Web 2.0 Trends (ongoing project on a monthly basis)

Job #4794

Job Posting Details

Job # 4794 Web 2.0 Trends (ongoing project on a monthly basis)

Posted Date
Sep 11, 2007 @ 08:27
Respond By
Sep 19, 2007
Word Count
703
Language
English (North American)
Gender
Female
Age Range
-
Category
Podcasting

Job Description

Mashups Lands On The Corporate Doorstep

Summary: Perhaps one of the online hottest trends over the past few years has been the ability for users to create and post their own content be it text, music, photos, or videos. With the notion of tapping into the collective intelligence of the masses, a new breed of users are combining two or more Web services or data sources to form a new application, commonly known as “mash ups”. Originally started as a music mashup or remix of two or more songs, it is now highly popularized on mapping applications such as Google maps where anyone can create city maps of restaurants, crime statistics of the area, the cheapest gas stations in town or tag photos on Flickr maps.
While mashups have gain mass appeal on the consumer side, corporate enterprises are gradually testing waters with companies like Audi, Pfizer, Siemens and Pratt & Whitney using it as a collaborative tool to drive productivity growth, innovation and improved customer experiences.

The Play: Mashups is just an extension of user-generated trend that exploded the Web a few years ago. This is all made possible as several Web providers like Google, Yahoo and Amazon began opening up their application interfaces (API) and information for re-use and re-mixing that offers the user with highly personalized functionality. Social networking site like Facebook and others has also opened its platform for developers to create smart Web applications for the end users. Apart from mixing and matching various online applications be it maps, photos or videos for consumers, mash ups also provide highly personalized business information. Imagine using mashups to merge and monitor supplies from your suppliers that automatically track promotions and rebates so that you’ll always get the best deals or a mashup of supply chain information with weather maps to show which supply trucks might be delayed. Rather than isolating customer information in a CRM system and order status in the inventory program, mashups allow for the combination of these two applications to cross check customer demand with inventory supplies. Today mashups are increasingly being integrated with the company’s inventory system, order status, promotions, pricing, branch/plant locations, market data etc.

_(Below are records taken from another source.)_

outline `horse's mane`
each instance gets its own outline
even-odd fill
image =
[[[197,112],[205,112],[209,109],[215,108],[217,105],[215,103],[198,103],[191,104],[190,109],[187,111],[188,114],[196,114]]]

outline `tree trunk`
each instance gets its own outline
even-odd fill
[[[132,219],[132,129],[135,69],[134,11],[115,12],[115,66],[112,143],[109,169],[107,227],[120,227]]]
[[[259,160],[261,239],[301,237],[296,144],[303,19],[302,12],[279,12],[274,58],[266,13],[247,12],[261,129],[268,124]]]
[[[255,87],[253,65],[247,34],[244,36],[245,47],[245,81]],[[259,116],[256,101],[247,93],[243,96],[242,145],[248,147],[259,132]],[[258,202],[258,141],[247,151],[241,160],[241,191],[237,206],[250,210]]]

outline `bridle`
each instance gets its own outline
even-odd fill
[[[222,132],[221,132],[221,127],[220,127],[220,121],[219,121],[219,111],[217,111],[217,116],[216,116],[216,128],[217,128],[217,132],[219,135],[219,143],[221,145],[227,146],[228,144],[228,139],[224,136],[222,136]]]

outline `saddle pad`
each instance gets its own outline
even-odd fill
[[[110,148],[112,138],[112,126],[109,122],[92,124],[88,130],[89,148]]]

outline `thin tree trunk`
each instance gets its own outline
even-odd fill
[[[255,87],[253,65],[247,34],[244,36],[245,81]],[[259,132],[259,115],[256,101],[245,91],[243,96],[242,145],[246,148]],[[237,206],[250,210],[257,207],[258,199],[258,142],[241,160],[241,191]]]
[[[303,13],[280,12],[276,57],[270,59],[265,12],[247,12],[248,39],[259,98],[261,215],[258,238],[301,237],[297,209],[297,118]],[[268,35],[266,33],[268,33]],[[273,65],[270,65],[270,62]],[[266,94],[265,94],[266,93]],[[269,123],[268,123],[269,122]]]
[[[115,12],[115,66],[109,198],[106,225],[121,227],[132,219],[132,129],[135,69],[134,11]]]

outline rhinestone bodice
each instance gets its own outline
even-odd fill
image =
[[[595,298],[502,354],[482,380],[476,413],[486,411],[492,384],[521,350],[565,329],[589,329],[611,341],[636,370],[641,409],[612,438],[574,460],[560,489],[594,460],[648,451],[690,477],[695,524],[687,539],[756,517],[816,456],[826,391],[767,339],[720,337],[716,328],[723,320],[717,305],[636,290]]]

However, mashups for businesses are still at the experimental stage. According to the McKinsey Global Survey, more than one in five of the 300 executives already use or plan to use mashup technology in their business operations while Gartner predicts mashup will hit mainstream within two years. On the other hand, analyst at Forrester Research estimates that 20% of companies use mashups in one form or another. Audi’s mashup application helps product managers for the company’s A-series line of autos perform competitive analysis by pulling data from 20 different sources. Previously Audi’s product managers used to check each of the 20 sources individually and copy the results into spreadsheets. To reduce cost and time, developers at Audi have built about 30 mashups that now use data from nearly 100 sources. Enterprise security vendor PGP Corp uses mashups to match customer records with standardized company information from Dun & Bradstreet.

Pfizer and GlaxoSmithKline use mashup to make corporate travel and dining reservations which automatically appears on an employee’s calendar. Kinetic Results has created mashups using Web traffic and other analytics data to create visual reports for customers. Meanwhile, aircraft engine maker Pratt & Whitney uses mahsups to give employees access to the repair, order and service history for any parts, integrating with other datasources. BBC News uses Google maps to create graphics showing where events are happening. Real estate brokerage firm Zip Realty, uses mahsups to integrate client data from CRM system within agent’s email, allowing them to view reports of current property matches from email alerts. However, issues such as privacy, security and accessibility need to be addressed for enterprise mashup to take place.

Without doubt, mashups is one of the fastest growing applications on the Web today and corporate firms are just beginning to experiment its use. Several companies already encourage their customers, employees and suppliers to create new valuable applications that make business more productive and efficient. It’s only a matter of time when business mashups goes mainstream, and that is a big step towards real-time digital collaboration.